Page 35 - Hayata Dair | Sayı 63 / 2024
P. 35
Yayıncıların yüzde 65’i yapay
zekânın kitap endüstrisinde dağıtım
başta olmak üzere birçok konuda
devrim yaratacağını düşünüyor.
Diğer yüzde 35 ise aynı fikirde değil.
Dijital yayıncılıkta büyük bir kolaylık
sağladığı düşünülen ve modern
toplumda önemli bir dönüşümü
temsil eden yapay zekâ; dijital
dünyadaki çevirileri dahi tarayıp
yeni bir çeviri üretebiliyor. Bu durum
da yayıncıları ve eser sahiplerini
oldukça endişelendiriyor. Editörlük
hizmetleri, tashihlerin yapılması
gibi faktörler açısından oldukça
önemli ve yararlı sonuçları olduğunu
fakat yapay zekânın, birçok
riski de beraberinde getirdiğini
düşünüyorlar. Bunların içinde en
önemli olanı otomatikleştirilen
süreçlerin, insan faktörünü göz ardı
etmesi ve yaratıcılığın azalması.
Uzmanlar, işlerin artık yapay
zekâya yaptırıldığı bu dönemde;
uzun vadede tasarruf yapılacağını,
personel giderlerinin, üretenlerin
masraflarının ve telif harcamalarının
düşeceğini öngörse de yapay
zekânın profesyonel uygulamaları
hiç de ucuz değil. Üstelik sürekli
gelişme sürecinde olduğu için
yeni masraflar, yeni harcamalar
gerektiriyor.
Yayıncılık sektöründeki tüm
süreçlerin, tamamıyla yapay
zekânın kontrolüne geçmesinden
sonra manipülasyonların,
düşünce akımlarını ve toplumları
yönlendirebileceğine dair ciddi
kaygılar var. Ayrıca yapay zekâya
karşı eser üretenlerin, yazarların,
çizerlerin, sanat eseri sahiplerinin
ekonomik sebeplerle bu alandan
uzaklaşmak zorunda kalmaları,
ileride yapay zekânın kullanacağı
havuzun körelmesine yol açacağı
için kendi kendine bir kısır döngü
oluşturma olasılığını da gündeme
getiriyor.
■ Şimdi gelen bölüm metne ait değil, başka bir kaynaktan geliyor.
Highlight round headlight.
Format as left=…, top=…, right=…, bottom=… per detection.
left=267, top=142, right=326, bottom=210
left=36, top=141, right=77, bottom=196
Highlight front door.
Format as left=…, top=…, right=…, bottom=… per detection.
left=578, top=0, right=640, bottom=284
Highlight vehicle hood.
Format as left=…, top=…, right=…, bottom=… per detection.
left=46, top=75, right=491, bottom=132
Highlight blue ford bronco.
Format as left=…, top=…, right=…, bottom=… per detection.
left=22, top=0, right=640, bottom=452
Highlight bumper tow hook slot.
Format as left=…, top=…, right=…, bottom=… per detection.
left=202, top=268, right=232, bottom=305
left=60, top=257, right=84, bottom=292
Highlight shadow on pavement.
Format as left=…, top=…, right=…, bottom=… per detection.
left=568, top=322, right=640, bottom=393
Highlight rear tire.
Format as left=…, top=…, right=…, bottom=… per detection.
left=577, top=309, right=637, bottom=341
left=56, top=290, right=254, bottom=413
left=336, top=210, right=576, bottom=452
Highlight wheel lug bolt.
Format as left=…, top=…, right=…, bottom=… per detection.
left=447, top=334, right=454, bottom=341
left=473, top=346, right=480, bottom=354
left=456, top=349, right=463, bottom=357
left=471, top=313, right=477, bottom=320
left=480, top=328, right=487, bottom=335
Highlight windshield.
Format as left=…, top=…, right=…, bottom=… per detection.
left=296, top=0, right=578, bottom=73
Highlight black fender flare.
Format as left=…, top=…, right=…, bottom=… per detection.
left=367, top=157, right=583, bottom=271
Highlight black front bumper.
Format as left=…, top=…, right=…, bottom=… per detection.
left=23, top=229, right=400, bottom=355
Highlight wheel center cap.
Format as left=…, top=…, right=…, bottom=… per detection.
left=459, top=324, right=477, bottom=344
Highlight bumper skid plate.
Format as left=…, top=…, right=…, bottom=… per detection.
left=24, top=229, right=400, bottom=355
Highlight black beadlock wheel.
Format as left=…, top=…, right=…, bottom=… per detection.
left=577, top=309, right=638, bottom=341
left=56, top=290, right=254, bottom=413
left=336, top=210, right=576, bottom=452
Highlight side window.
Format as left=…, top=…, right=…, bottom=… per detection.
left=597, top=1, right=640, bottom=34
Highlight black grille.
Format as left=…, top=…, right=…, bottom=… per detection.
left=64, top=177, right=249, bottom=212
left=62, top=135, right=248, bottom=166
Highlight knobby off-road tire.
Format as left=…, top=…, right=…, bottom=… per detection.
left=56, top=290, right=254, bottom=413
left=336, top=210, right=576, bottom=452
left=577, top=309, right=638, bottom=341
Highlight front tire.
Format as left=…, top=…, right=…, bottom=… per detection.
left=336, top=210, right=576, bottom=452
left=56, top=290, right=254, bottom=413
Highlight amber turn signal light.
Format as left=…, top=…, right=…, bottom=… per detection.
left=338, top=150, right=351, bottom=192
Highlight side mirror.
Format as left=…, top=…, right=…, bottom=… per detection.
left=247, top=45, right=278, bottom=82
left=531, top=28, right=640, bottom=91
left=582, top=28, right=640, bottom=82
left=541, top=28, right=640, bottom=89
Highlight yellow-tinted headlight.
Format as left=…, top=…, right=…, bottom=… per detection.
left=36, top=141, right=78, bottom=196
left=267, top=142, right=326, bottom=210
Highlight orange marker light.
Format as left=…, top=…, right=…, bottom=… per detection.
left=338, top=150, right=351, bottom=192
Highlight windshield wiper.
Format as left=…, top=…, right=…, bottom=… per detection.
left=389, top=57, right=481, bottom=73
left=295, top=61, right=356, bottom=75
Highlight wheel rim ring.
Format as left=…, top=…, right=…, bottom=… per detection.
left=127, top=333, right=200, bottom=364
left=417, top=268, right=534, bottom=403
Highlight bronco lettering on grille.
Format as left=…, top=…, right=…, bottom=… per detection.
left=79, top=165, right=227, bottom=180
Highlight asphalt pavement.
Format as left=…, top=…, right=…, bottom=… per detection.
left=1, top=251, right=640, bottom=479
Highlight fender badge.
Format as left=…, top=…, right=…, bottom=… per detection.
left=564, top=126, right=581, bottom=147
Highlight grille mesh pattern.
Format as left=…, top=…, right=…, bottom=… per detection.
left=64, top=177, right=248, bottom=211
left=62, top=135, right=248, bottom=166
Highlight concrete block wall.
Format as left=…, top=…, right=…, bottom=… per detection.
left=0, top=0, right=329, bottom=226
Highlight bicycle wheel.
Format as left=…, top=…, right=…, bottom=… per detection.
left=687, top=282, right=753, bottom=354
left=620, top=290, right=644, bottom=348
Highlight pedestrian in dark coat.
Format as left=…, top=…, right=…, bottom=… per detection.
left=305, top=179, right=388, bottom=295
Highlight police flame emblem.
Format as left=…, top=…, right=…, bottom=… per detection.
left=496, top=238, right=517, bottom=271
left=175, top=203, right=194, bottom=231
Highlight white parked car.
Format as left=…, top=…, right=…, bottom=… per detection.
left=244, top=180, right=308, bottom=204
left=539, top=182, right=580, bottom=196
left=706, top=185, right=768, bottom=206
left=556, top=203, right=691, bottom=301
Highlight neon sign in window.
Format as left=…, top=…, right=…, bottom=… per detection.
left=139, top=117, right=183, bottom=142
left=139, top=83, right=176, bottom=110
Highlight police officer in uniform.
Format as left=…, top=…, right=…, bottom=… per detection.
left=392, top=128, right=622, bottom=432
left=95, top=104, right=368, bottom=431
Kimilerine göre ise
yayıncılık dünyasında insanlar
tarafından gerçekleştirilen
işlerin çoğu otomatikleştirilecek,
daha yaratıcı ve stratejik işlere
odaklanmak için kaynaklar serbest
kalacak, neyin yayınlanabileceğine
ve hikâyelerin nasıl anlatılacağına
dair olasılıkları genişleten yeni
inovasyon fırsatları yaratacak.
Teknoloji
ABD’li ve Avrupalı 200’ün üzerinde yayıncının dahil olduğu bir ankette en fazla
kullanılması öngörülen alan, pazarlama süreci olarak karşımıza çıkıyor. Pazarlamada
yüzde 75, dağıtım süreçlerinde yüzde 65, editoryal süreçlerde yüzde 60, içerik üretim
süreçlerinde yüzde 45, yönetsel süreçlerde yüzde 32, baskı süreçlerinde yüzde 30’dan
fazla yapay zekâ uygulamalarının belirleyici olacağı kaydedilmiş. Bu sonuçlara bakarak
maliyetinin yüksek olmasına rağmen yine de gelecekte yapay zekânın etkili olacağı
söylenebilir. Sektörün emektarları bu gelişmeleri yıllardır takip ederken son durum ve
gelecek hakkında tartışmalar hâlâ devam ediyor. Sorulması gereken önemli soru şu:
değişime öncülük mü edeceksiniz yoksa yapay zekâyla mücadeleye mi gireceksiniz?